Recently at a customer I came across the terminology of a Power Platform Dataflow. Immediately a few questions raised in my head. What are Power Platform Dataflows? Is there any difference between a Power BI Dataflow? It wasn’t so easy to answer these questions, so in this blogpost I’ll try to summarize what I’ve learned so far.
Power BI Dataflows
Power BI Dataflows are general available since April 2nd, 2019. Power BI dataflows give analysts the self-service capabilities to ingest, integrate and enrich ‘big data’. Architecturally this meant the ability to easily move data from various sources into a data-lake. More specifically into an Azure Data Lake Storage Gen2. A data lake is a very cost-effective, scalable big-data solutions built on top of Azure Blob storage. All of this is abstracted from the end-user and completely managed by Power BI. This means for example that you don’t have direct access to the Data Lake and you can’t leverage all of it’s features. Unless you configure Power BI to store its dataflows in your own data lake (how-to).

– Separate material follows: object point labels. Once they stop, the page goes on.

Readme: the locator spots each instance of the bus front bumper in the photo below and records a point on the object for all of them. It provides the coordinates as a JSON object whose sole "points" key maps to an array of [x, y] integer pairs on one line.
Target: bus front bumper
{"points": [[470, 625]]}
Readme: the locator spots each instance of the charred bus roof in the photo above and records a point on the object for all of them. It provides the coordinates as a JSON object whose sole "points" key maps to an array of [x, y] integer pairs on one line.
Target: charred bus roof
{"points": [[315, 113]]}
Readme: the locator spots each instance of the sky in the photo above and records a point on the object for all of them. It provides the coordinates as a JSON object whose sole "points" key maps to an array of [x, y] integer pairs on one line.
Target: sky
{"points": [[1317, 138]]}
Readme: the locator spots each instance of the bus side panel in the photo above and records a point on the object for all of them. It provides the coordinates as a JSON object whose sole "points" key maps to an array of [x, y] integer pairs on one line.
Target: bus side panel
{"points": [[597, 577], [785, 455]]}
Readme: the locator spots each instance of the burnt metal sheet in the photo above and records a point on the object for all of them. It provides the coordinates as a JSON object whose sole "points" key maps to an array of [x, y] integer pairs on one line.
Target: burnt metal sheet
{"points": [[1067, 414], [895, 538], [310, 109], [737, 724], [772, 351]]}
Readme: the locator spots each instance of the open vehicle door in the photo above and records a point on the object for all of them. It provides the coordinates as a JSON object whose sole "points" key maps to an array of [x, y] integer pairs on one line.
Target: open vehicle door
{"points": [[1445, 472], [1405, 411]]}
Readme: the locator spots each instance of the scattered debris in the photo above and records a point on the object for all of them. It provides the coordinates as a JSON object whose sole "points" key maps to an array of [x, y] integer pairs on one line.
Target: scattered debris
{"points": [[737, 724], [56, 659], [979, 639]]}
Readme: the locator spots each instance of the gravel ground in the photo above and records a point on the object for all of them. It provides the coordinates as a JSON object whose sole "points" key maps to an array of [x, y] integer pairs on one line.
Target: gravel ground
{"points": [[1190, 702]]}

As can be seen in the image above, the data is stored in so-called “Common Data Model compliant” folders. Basically this means a standardized way of storing data. This with the great benefit that other applications (like Power BI) are able to easily understand the data format and structure. More details on the can be found here.
After a Power BI Dataflow has been created, you want to create reports and dashboards of this data. Power BI desktop connects to a Power BI Dataflow as datasource as can be seen in the image below.
This data connection injects the data from the Data Lake into a Power BI Dataset. So the only real use-case of using a Power BI Dataflow is to inject data into a lake which then would end up in a Power BI Dataset. Power BI Dataflows can be re-used by other report makers so that they can leverage on the data already being available in the lake thus lowering the effort of data preparation. You are also able to share (and certify) a Power BI Dataset to report makers to make their life even more easy. Architecturally this would look as follows:
Again, note that the Data Lake is ‘locked’ and you can’t directly reference or manage the lake.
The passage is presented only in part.